-
Notifications
You must be signed in to change notification settings - Fork 169
Description
Description
Recently, for native libraries, we introduced a change to interact with the files via indexinput and indexoutput. With this, we should be able to remove our custom compoundformat in our codec (see #2185).
However, when removing it, we get an error like:
Caused by: org.apache.lucene.index.CorruptIndexException: compound sub-files must have a valid codec header and footer: codec header mismatch: actual header=1232620912 vs expected header=1071082519 (resource=BufferedChecksumIndexInput(MemorySegmentIndexInput(path="/Users/jmazane/workspace/Opensearch/DockerRunner/k-NN-1/build/testclusters/integTest-0/data/nodes/0/indices/6zG12XzjQLaWyWiAL_OFaQ/0/index/_0_165_test_nested.test_vector.faiss")))

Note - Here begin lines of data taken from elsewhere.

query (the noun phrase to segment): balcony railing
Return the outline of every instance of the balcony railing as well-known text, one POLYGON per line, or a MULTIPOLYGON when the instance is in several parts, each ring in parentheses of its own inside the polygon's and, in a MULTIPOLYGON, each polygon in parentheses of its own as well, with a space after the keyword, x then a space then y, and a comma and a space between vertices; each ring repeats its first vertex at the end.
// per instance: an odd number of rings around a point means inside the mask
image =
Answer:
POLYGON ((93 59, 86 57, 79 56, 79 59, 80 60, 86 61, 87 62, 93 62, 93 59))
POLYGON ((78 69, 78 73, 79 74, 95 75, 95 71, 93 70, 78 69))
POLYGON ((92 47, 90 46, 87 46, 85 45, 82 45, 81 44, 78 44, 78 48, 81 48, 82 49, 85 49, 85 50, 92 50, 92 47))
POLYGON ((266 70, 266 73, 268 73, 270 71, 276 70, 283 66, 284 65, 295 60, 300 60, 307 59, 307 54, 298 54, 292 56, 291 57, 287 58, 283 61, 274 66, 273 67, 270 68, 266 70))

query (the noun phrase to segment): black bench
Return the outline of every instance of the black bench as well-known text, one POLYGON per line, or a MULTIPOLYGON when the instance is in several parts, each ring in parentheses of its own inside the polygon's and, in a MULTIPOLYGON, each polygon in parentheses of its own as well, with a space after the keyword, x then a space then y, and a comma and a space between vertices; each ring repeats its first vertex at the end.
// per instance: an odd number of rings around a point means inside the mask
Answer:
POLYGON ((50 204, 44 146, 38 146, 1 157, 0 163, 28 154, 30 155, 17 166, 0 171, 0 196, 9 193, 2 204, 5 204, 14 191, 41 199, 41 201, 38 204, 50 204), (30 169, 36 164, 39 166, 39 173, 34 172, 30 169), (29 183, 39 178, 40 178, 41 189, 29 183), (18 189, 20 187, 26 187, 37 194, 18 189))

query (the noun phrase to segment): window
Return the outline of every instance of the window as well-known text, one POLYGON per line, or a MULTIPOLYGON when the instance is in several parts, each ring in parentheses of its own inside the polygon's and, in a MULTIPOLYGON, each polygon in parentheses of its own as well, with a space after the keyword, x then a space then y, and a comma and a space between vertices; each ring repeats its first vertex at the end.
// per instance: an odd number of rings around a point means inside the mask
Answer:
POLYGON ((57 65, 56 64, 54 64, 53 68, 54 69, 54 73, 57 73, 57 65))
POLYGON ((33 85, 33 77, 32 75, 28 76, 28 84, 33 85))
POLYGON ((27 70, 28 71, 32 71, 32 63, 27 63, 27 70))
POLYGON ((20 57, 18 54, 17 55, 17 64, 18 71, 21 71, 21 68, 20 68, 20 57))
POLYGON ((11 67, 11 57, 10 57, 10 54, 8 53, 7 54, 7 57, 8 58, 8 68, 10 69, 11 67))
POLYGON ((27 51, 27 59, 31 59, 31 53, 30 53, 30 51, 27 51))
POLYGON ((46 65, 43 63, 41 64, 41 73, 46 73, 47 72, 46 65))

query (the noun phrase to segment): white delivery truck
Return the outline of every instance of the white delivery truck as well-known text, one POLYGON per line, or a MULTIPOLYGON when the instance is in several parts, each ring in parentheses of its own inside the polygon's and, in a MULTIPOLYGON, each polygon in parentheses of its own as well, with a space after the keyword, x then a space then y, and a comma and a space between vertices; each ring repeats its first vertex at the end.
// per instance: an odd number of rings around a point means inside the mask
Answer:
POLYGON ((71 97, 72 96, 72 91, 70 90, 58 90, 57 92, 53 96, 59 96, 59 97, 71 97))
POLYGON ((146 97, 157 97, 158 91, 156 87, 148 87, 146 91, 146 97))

at org.apache.lucene.codecs.CodecUtil.verifyAndCopyIndexHeader(CodecUtil.java:287) ~[lucene-core-10.1.0.jar:10.1.0 884954006de769dc43b811267230d625886e6515 - 2024-12-17 16:15:44]
This is because for the native index files we write a footer but no header: https://github.com/opensearch-project/k-NN/blob/main/src/main/java/org/opensearch/knn/index/codec/nativeindex/NativeIndexWriter.java#L141-L150. See CompoundFormat interface: https://github.com/apache/lucene/blob/main/lucene/core/src/java/org/apache/lucene/codecs/CompoundFormat.java#L41-L45.
We should get rid of the CompoundFormat so we can move towards just extending the PerFieldVectorFormat. To do this, we need to write the header, and make sure to read it before forwarding on the output to the underlying libraries.
From a bwc perspective, for old codecs, we will need to keep around the old CompoundFormat. But we should be able to remove on new codecs.